This article co-written by Bob Fitrakis
The Republican Party could steal the 2012 US Presidential election with relative ease.
Six basic factors make this year's theft a possibility:
1. The power of corporate money, now vastly enhanced by the US Supreme Court's Citizens' United decisions;2. The Electoral College, which narrows the number of votes needed to be moved to swing a presidential election;
3. The systematic disenfranchisement of -- according to the Brennan Center -- 10 million or more citizens, most of whom would otherwise be likely to vote Democratic. More than a million voters have also been purged from the rolls in Ohio, almost 20% of the total vote count in 2008;
4. The accelerating use of electronic voting machines, which make election theft a relatively simple task for those who control them, including their owners and operators, who are predominantly Republican;
5. The GOP control of nine of the governorships in the dozen swing states that will decide the outcome of the 2012 campaign; and,
6. The likelihood that the core of the activist "election protection" community that turned out in droves to monitor the vote for Barack Obama in 2008 has not been energized by his presidency and is thus unlikely to work for him again in 2012.

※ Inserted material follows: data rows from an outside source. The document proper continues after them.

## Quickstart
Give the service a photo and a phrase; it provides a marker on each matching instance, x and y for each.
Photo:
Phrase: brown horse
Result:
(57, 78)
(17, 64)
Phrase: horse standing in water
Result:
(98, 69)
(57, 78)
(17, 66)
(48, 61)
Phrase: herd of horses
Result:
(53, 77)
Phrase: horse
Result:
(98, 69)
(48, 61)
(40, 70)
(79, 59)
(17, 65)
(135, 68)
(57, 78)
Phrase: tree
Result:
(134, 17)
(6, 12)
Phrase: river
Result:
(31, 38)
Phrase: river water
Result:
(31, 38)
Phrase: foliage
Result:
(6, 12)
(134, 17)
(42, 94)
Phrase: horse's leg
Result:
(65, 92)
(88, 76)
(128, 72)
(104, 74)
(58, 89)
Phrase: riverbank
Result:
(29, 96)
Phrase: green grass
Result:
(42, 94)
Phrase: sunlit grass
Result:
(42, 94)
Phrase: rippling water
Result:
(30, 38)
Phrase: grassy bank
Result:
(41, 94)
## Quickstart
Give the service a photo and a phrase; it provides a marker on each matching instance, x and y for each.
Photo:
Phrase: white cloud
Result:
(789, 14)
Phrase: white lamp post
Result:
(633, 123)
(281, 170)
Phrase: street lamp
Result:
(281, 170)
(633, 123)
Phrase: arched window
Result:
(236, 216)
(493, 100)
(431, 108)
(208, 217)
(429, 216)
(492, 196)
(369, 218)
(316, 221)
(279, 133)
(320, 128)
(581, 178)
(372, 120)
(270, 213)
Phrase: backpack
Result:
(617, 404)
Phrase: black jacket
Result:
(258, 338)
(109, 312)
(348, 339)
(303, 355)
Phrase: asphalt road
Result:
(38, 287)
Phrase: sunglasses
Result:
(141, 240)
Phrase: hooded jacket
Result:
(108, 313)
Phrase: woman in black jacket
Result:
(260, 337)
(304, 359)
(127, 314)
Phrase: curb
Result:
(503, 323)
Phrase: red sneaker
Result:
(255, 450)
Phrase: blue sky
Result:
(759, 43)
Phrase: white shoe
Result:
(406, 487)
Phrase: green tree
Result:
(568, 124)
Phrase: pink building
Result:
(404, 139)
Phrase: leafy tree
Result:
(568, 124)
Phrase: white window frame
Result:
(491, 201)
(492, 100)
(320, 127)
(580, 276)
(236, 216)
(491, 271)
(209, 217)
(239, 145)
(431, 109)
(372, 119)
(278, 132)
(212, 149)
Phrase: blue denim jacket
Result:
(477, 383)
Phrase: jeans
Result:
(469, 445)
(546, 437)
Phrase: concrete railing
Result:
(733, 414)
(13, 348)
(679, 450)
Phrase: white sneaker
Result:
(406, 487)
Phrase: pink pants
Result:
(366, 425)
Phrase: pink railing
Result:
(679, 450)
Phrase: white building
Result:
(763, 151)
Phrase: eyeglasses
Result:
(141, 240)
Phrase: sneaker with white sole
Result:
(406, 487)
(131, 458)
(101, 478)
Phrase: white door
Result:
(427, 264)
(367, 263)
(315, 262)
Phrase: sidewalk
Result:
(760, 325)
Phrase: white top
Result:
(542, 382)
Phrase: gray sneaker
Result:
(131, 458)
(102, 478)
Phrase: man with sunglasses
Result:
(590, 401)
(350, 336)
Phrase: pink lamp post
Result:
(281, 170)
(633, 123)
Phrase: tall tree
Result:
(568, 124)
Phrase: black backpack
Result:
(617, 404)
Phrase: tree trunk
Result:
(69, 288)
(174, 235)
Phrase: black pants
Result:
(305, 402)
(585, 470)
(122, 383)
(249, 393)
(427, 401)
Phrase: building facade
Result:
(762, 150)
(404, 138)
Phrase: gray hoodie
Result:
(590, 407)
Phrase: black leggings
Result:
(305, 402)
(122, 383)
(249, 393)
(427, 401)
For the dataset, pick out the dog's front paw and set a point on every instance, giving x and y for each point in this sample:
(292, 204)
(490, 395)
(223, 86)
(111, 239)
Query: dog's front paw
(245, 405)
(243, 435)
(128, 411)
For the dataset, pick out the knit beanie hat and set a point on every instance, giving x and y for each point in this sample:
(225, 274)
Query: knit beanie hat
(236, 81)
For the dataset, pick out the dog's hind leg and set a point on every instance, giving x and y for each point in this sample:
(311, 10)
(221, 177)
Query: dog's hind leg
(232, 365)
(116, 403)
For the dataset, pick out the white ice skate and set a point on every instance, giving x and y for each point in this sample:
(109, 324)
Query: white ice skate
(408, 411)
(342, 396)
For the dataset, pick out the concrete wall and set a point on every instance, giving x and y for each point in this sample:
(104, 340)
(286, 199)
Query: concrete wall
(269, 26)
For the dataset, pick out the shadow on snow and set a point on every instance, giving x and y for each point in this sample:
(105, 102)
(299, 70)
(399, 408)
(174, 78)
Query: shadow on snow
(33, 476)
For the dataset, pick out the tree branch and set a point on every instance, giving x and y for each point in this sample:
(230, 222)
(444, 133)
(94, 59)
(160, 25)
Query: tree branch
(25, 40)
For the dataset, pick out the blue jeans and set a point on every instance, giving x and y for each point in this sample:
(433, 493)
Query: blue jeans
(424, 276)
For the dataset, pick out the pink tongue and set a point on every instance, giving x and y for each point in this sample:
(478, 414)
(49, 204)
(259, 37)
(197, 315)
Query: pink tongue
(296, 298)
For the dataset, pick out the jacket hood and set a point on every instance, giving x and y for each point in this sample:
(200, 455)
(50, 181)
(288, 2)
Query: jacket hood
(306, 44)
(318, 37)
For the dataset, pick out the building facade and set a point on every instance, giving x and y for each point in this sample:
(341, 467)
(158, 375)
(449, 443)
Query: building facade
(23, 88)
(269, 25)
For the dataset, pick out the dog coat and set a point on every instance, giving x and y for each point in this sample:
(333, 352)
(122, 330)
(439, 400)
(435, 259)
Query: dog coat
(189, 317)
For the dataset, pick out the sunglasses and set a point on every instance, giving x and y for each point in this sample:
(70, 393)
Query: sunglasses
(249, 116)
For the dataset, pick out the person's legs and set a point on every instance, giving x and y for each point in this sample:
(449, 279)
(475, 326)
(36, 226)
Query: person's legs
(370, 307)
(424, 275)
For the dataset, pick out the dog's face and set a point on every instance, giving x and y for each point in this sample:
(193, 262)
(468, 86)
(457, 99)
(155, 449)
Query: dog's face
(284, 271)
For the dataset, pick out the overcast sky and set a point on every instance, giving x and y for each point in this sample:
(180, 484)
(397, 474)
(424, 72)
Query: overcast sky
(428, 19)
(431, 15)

Winning a fair and reliable electoral system can be achieved only with a massive grassroots upheaval.
The power of money is now enshrined by the infamous Citizens United decision. In at least 90% of our Congressional races and at least 80% of our US Senate races, the candidate who spends the most money wins.
From the presidency to the local level, our elections -- and thus control of our government -- are dominated by cash.
For more than a century, the ability of corporations and the super-rich to buy in directly has been legally constrained. But the concentration of media ownership in the hands of ever-fewer corporations has vastly enhanced their power.
Already in 2012, the tsunami of dollars pouring in from corporations and super-rich individuals has soared to entirely new levels. Even the floodgates opened by Citizens United can't handle the flow. With its June decision denying Montana's attempt to keep some spending restrictions in tact, the John Roberts US Supreme Court has inaugurated an era in which virtually unrestrained "pay-to-play" money will re-define the electoral process. Republicans in the US Senate have also blocked attempts to require that these campaign "donations" be made public.
It's not hard to guess where this leads. The June, 2012, recall election in Wisconsin saw at least eight times as much money being spent on protecting Republican governor Scott Walker as was spent to oust him.